Reduce memory usage with Dask dtypes

November 17, 2021

Columns in Dask DataFrames are typed, which means they can only hold certain values (e.g. integer columns can’t hold string values). This post gives an overview of DataFrame datatypes (dtypes), explains how to set dtypes when reading data, and shows how to change column types.

Using column types that require less memory can be a great way to speed up your workflows. Properly setting dtypes when reading files is sometimes needed for your code to run without error.

Here’s what’s covered in this post:

  • Inspecting DataFrame column types (dtypes)
  • Changing column types
  • Inferring types when reading CSVs
  • Manually specifying types
  • Problems with type inference
  • Using Parquet to avoid type inference

Inspecting DataFrame types

Let’s start by creating some DataFrames and viewing the dtypes.

Create a pandas DataFrame and print the dtypes.  All code snippets in this post are from this notebook.

//import pandas as pd

df = pd.DataFrame({"nums":[1, 2, 3, 4], "letters":["a", "b", "c", "d"]})

print(df.dtypes)

nums        int64
letters    object
dtype: object//]]>

The nums column has the int64 type and the letters column has the object type.

Let’s use this pandas DataFrame to create a Dask DataFrame and inspect the dtypes of the Dask DataFrame.

//import dask.dataframe as dd

ddf = dd.from_pandas(df, npartitions=2)

ddf.dtypes

nums        int64
letters    object
dtype: object//]]>

The Dask DataFrame has the same dtypes as the pandas DataFrame. 

Changing column types

Change the nums column to int8. You can use Dask's astype function to cast an object to a different type.

//ddf['nums'] = ddf['nums'].astype('int8')

ddf.dtypes

nums         int8
letters    object
dtype: object//]]>

8 bit integers don’t require as much memory as 64 bit integers, but can only hold values between -128 and 127, so this datatype is only suitable for columns that contain small numbers.

Selecting the best dtypes for your DataFrame is discussed in more detail later in this post.

Inferring types

Let’s read a 663 million row CSV time series dataset from a cloud filestore (S3) and print the dtypes.

We’ll use the Coiled Dask platform to execute these queries on a cluster.

//import coiled
import dask

cluster = coiled.Cluster(name="demo-cluster", n_workers=5)
client = dask.distributed.Client(cluster)

ddf = dd.read_csv(
   "s3://coiled-datasets/timeseries/20-years/csv/*.part",
   storage_options={"anon": True, 'use_ssl': True}
)

print(ddf.dtypes)

timestamp     object
id             int64
name          object
x            float64
y            float64
dtype: object//]]>

Dask infers the column types by taking a sample of the data. It doesn’t analyze every row of data when inferring types because that’d be really slow on a large dataset.

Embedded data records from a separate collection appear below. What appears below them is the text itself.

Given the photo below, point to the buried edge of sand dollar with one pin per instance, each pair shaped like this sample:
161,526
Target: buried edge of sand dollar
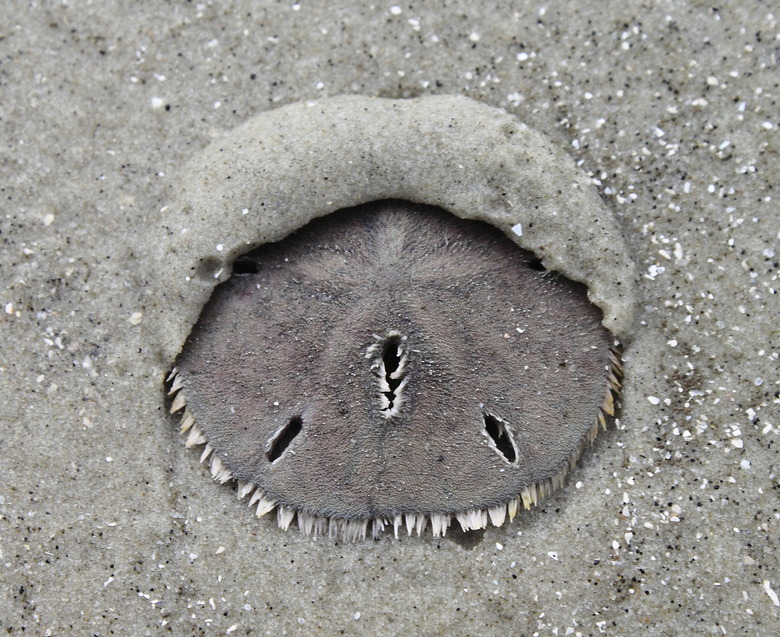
441,348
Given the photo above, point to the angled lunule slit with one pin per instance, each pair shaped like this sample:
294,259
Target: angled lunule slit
283,437
500,437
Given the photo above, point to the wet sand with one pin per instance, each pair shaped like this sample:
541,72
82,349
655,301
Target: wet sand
108,524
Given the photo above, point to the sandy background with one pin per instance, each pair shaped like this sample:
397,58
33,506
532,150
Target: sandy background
109,526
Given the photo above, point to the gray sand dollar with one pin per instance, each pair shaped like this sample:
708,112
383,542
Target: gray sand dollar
392,364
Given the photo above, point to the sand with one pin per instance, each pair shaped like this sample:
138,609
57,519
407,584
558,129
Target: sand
109,525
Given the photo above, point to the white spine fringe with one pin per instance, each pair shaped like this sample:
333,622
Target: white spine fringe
351,530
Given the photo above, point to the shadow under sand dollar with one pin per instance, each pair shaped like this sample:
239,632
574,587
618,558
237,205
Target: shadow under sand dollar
392,364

Dask may incorrectly infer types because it only uses a sample.  If the inferred type is wrong then subsequent computations will error out. We’ll discuss these errors and common work-arounds later in this post.

Manually specifying types

This section demonstrates how manually specifying types can reduce memory usage.

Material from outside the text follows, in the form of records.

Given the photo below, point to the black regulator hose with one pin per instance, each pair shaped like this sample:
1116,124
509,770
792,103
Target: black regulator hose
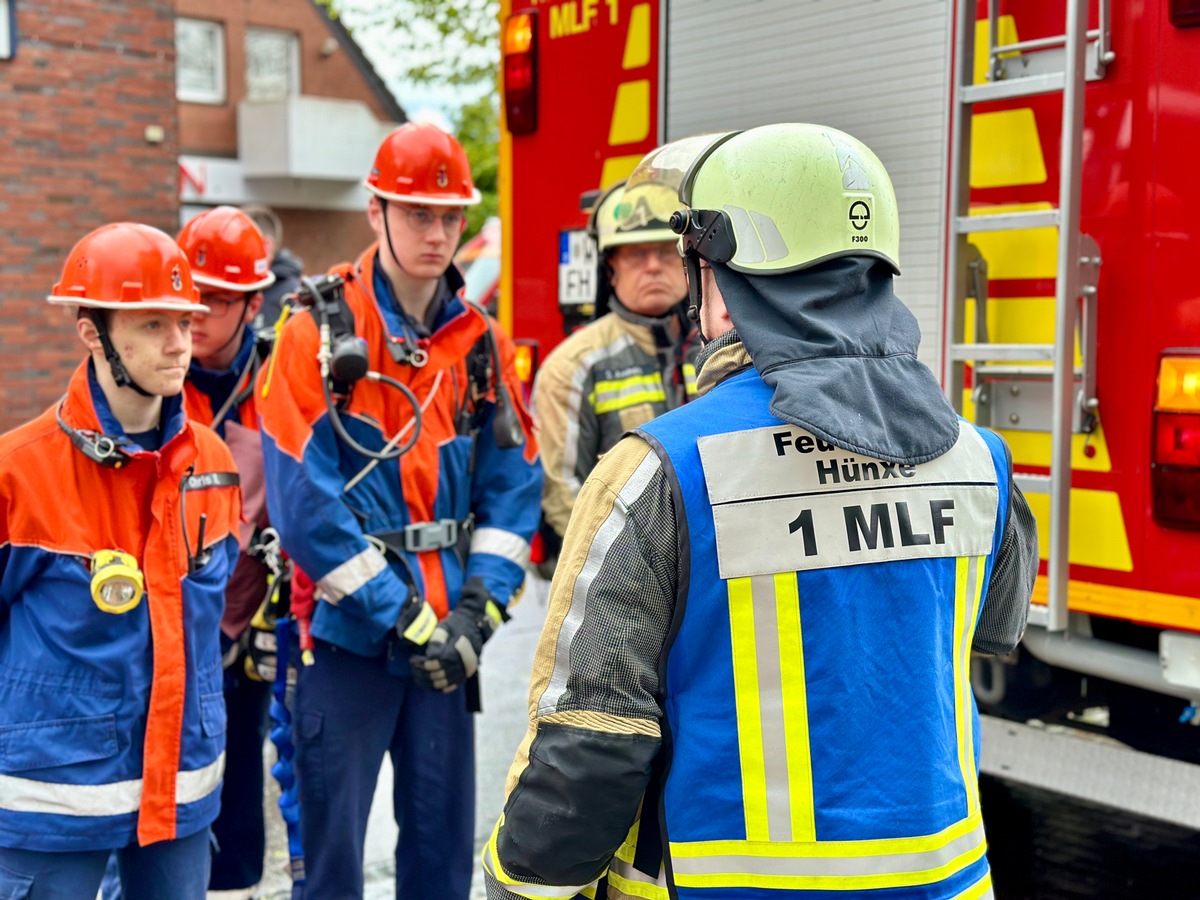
353,367
379,455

Let’s look at the memory usage of the DataFrame:

//ddf.memory_usage(deep=True).compute()

Index             140160
id            5298048000
name         41289103692
timestamp    50331456000
x             5298048000
y             5298048000
dtype: int64//]]>

The id column takes 5.3GB of memory and is typed as an int64. The id column contains values between 815 and 1,193. We don’t need 64 bit integers to store values that are so small. Let’s type id as a 16 bit integer and see how much memory that saves.

//ddf = dd.read_csv(
   "s3://coiled-datasets/timeseries/20-years/csv/*.part",
   storage_options={"anon": True, 'use_ssl': True},
   dtype={
     "id": "int16"
   }
)

ddf.memory_usage(deep=True).compute()

Index             140160
id            1324512000
name         41289103692
timestamp    50331456000
x             5298048000
y             5298048000
dtype: int64//]]>

The id column only takes up 1.3 GB of memory when it’s stored as a 16 bit integer.

It’s not surprising that the memory requirements are 4 times lower because int16 is 4x smaller than int64 ;)

Manually specifying column dtypes can be tedious, especially for wide DataFrames, but it’s less error prone than inferring types.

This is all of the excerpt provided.